貫井
YYYY年MM月DD日土曜日14時30分現在パジャ山は最強だっだ。
人には最も気持ちいいタイミングというものがある。
恋愛しているとき
結婚したとき
子供が生まれたとき
受験に合格したとき
いい映画を見たとき
松屋の牛丼(380円)を紅ショウガかけて食べたとき
どれも悪くないがパジャ山にとっては休日の布団寒中水泳こそが至高だった。
全ての苦しみを忘れて無我夢中にふわふわの布団の上を泳ぐ…
なんてファンタスティックでドラマティックなんだろうとパジャ山は布団の上で一人うっとりしていた。
お昼のカップラーメンも食べ終え
布団を泳ぐ前の準備体操も済ませた
さあ、布団の海に繰り出しちゃうぞぉー!
世はまさに大海賊時代ーーーー!!
デーデッデーーーー!!
ありったk
プルルルル プルルルル
電話だ。
パジャ山といえども会社からの電話には逆らえない。
もしもし。お疲れ様です。はい。はい。
その件でしたら、はい。はい。
了解です。でしたら週明けには、はい。
じゃあよろしくお願いします。はい。
失礼します。はい。
ピッ
ちくしょう上司め何も休みの日に電話かけて来なくたっていいのに
とパジャ山は愚痴った。
パジャ山にとって布団寒中水泳を邪魔されること以上に嫌なことがなかった。
上司に向かって
世界一楽しい布団寒中水泳に取り組もうって時に何をしてくれるんじゃ己は!
なんて言ってやりたかったが
そんなことを言える立場でもないし
そんなことができる度胸も持ち合わせていなかった。
とはいえ、脅威は去った。
いざ、布団寒中水泳の世界へレッツg
ピンポーン
お次は、玄関のチャイムが鳴った。
この時間のために、注文した荷物の時間はすべてずらしているので
配達はありえない。
だったら居留守一択、この世に布団寒中水泳より優先される用事は存在せぬわ!
どこの鹿の骨だか知らないがとっとと失せやがれ!とパジャ山は頭の中で考えていると、ドアの向こうから、聞き覚えのある声が聞こえてきた。
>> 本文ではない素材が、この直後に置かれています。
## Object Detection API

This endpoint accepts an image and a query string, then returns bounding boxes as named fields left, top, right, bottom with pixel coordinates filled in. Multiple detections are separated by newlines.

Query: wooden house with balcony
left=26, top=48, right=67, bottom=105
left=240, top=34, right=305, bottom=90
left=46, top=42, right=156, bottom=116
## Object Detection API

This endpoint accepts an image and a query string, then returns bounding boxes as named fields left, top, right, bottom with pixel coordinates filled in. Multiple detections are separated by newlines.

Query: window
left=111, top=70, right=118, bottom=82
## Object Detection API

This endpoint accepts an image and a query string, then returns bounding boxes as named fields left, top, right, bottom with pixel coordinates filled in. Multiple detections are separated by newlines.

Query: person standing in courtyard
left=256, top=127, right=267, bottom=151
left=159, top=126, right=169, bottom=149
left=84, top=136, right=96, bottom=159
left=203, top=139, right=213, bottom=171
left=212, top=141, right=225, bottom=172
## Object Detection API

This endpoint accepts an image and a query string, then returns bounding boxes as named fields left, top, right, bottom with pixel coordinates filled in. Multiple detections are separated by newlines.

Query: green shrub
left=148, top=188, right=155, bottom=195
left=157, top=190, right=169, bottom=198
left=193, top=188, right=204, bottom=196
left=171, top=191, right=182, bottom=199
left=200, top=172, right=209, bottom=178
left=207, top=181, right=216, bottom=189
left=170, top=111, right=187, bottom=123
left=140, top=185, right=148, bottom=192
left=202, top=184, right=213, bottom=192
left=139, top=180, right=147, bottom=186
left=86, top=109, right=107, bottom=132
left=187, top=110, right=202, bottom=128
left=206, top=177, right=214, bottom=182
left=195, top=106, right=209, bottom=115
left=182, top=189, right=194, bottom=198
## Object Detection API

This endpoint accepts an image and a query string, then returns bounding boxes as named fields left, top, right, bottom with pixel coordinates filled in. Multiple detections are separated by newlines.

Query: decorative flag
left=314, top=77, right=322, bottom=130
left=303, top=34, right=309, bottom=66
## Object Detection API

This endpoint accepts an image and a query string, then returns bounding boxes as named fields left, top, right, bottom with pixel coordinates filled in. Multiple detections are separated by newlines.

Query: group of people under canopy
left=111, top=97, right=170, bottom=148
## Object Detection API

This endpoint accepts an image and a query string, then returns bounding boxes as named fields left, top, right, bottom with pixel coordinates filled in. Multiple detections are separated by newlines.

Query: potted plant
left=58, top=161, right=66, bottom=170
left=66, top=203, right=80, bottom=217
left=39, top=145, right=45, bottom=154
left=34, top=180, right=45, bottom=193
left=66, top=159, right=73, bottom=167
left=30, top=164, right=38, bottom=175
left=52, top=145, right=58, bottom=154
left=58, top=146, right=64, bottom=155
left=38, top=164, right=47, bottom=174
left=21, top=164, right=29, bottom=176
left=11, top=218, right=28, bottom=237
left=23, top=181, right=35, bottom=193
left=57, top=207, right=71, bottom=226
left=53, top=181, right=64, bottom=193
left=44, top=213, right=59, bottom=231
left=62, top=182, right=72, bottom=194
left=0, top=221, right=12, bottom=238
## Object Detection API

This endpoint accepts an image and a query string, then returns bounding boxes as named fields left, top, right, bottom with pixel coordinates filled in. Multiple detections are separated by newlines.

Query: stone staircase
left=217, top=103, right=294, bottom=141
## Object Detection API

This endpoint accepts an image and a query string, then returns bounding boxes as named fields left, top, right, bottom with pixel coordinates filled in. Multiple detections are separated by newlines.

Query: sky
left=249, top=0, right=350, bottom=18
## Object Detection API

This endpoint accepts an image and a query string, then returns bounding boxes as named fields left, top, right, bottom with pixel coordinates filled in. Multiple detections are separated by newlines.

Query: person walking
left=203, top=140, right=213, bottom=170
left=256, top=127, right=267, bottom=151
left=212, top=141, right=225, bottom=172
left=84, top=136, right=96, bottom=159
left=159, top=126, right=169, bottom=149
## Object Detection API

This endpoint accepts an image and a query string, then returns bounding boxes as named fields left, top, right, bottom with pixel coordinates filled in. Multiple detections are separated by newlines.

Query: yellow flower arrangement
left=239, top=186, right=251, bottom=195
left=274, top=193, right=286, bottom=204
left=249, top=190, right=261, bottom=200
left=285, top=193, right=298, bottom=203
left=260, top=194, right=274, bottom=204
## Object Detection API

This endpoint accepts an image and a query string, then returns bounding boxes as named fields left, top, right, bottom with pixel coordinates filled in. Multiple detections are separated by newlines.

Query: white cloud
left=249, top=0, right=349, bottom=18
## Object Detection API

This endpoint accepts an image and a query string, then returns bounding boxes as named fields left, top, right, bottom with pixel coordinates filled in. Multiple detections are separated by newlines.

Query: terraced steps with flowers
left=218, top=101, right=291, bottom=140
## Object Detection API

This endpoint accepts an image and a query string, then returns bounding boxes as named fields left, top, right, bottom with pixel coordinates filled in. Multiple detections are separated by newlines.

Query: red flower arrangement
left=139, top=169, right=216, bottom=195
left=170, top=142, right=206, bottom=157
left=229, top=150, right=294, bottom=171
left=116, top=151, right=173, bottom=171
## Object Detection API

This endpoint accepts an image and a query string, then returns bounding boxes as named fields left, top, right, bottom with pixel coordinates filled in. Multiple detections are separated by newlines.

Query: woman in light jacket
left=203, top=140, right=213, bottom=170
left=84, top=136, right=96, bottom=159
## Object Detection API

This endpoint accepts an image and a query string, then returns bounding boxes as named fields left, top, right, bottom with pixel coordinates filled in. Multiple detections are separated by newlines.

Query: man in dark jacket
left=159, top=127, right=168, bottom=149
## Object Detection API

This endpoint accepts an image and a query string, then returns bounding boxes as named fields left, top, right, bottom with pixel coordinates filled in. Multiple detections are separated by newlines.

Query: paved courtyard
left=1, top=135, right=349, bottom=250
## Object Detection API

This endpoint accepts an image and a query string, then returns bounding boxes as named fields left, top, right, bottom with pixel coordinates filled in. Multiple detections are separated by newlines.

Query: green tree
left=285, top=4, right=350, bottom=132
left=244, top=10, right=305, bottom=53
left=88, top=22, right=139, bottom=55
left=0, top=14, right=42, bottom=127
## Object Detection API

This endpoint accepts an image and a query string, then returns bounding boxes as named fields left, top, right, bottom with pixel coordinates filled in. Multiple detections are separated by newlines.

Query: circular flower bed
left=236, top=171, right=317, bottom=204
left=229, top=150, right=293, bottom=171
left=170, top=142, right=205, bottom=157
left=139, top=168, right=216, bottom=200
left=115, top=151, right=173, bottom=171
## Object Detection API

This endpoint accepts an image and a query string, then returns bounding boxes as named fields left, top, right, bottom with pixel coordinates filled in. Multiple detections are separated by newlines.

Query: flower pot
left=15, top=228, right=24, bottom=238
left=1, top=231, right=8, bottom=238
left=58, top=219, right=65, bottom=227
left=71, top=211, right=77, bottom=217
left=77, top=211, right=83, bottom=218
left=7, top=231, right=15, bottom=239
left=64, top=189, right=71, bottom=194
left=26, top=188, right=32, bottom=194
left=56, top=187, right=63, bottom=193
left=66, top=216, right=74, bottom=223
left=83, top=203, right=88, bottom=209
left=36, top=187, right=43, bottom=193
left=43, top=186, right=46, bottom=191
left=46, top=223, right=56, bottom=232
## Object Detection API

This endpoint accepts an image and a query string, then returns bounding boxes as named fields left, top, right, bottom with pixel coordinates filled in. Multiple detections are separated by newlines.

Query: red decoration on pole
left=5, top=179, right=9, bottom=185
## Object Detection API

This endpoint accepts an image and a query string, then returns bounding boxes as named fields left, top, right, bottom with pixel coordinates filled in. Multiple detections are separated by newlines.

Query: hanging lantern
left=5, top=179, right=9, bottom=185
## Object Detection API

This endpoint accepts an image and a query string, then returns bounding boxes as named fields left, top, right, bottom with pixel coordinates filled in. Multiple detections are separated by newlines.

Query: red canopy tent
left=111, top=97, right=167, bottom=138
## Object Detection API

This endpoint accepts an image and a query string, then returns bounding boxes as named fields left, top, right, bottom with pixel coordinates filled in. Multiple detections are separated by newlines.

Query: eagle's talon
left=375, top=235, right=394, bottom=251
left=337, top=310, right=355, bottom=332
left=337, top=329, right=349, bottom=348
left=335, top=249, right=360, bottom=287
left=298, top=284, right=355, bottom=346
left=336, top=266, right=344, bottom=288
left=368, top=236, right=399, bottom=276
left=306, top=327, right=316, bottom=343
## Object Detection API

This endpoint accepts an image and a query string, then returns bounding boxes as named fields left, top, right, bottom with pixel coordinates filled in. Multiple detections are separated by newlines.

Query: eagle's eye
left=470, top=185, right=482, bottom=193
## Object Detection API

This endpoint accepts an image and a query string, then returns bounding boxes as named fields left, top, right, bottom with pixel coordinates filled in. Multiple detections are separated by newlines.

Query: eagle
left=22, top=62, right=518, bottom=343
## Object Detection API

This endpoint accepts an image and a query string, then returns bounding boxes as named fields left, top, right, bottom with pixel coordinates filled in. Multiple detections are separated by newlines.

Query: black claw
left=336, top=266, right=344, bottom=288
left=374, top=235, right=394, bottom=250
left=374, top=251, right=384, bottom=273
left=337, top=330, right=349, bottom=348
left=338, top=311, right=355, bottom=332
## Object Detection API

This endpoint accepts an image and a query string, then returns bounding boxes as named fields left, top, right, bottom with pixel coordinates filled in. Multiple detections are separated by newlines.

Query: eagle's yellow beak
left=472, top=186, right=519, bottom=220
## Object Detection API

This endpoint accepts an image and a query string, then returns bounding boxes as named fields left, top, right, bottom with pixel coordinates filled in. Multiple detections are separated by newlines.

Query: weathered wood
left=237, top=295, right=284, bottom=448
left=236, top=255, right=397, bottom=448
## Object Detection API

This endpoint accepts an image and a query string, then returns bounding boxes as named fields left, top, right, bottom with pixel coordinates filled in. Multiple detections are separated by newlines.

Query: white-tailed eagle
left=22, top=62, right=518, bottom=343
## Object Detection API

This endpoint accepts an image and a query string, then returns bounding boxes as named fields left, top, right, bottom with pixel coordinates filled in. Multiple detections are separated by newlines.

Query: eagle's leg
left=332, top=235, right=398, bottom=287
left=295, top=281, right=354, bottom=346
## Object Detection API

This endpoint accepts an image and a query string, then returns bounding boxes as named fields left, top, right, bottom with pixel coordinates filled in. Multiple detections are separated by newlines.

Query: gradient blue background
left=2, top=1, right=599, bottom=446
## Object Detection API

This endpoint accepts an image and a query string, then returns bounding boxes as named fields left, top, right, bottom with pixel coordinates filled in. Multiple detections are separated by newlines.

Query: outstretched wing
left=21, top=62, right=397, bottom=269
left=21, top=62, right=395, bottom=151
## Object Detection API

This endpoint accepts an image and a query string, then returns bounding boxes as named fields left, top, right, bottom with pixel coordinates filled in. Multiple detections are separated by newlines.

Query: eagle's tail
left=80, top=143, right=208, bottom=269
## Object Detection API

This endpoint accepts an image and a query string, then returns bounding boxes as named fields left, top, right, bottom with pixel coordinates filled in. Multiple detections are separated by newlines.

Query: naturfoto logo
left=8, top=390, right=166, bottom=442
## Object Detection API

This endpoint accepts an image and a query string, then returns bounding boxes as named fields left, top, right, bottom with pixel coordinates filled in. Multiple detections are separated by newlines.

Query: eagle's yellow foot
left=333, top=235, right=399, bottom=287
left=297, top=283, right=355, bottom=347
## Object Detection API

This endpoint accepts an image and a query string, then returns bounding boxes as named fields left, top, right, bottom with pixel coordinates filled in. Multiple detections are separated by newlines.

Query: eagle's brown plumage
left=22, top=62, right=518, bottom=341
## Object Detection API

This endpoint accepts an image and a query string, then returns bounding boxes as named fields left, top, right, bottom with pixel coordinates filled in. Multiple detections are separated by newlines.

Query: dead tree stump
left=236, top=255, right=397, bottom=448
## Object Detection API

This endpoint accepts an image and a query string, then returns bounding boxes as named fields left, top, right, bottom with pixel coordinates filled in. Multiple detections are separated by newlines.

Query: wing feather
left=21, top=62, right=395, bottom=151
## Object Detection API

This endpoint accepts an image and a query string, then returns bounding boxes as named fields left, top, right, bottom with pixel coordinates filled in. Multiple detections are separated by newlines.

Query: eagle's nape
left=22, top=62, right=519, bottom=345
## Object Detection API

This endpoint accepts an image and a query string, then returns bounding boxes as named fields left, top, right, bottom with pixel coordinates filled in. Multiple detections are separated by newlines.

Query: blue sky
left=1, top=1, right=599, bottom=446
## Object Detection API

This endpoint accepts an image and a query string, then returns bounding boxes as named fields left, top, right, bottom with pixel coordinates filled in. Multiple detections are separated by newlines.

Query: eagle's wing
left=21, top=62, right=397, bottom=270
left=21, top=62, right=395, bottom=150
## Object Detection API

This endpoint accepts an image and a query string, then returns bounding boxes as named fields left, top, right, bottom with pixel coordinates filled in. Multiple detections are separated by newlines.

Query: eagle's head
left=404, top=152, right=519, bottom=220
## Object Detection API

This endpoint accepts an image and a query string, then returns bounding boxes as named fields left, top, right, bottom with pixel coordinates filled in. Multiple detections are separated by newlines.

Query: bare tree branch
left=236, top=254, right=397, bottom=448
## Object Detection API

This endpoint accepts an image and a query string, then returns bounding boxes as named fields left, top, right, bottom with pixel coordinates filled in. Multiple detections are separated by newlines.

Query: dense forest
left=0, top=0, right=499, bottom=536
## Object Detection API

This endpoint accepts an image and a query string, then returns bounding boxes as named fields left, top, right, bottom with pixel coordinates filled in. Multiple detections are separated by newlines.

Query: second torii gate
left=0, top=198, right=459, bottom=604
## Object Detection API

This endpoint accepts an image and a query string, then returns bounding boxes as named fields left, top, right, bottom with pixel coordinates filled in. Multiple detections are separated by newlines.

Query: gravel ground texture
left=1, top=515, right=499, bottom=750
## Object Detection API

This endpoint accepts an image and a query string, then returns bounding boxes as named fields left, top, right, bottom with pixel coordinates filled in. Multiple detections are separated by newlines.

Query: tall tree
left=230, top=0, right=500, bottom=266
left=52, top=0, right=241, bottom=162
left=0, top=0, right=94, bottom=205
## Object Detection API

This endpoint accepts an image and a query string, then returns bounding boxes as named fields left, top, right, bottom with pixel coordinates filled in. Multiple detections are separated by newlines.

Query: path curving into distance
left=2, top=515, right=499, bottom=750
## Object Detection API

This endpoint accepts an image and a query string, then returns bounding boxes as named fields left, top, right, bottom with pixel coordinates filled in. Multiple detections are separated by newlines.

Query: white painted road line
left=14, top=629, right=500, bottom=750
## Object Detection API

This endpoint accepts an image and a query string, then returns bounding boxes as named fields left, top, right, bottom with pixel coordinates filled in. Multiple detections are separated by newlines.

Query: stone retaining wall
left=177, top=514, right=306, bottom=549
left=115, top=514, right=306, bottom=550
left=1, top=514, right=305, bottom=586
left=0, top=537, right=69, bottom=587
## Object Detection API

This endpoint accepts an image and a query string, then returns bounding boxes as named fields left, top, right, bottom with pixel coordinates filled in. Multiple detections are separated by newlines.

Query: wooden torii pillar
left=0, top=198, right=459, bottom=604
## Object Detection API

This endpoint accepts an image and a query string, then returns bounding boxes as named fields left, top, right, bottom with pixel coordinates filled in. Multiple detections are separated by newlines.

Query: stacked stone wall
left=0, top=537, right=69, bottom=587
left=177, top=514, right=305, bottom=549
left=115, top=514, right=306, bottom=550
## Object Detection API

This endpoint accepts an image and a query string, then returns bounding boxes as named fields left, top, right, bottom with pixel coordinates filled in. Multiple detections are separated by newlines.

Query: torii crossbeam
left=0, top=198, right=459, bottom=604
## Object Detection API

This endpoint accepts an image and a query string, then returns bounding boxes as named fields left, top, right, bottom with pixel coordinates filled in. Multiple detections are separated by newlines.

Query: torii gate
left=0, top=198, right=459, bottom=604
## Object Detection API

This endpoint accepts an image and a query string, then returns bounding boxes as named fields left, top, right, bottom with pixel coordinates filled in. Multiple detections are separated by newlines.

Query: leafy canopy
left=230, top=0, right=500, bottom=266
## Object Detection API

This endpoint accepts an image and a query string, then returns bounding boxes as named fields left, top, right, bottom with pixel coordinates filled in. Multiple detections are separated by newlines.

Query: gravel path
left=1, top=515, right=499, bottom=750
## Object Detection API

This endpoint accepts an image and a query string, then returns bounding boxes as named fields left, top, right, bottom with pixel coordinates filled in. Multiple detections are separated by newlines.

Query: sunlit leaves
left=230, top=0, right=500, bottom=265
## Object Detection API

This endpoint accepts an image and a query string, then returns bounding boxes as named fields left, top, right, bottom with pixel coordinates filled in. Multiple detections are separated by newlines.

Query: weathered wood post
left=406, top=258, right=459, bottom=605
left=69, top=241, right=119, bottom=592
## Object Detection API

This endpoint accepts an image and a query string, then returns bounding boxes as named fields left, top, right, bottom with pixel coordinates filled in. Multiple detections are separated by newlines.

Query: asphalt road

パジャ山さーん。いるんでしょー。家賃についてなんですけど。
やっべえ大家さんだ!払ってねえ!
パジャ山は焦った。今月分の家賃を払い忘れていたのだ。
パジャ山は名残惜しい気持ちで布団から出ると、すぐさま、ドアを開けた。
外へ出てしまった。
ごめんよ布団たち。約束を守ることができなった。
休みの日に布団寒中水泳すらできない俺を許してくれ。
家賃を払いにコンビニに向かうパジャ山の目には涙がたまっていた。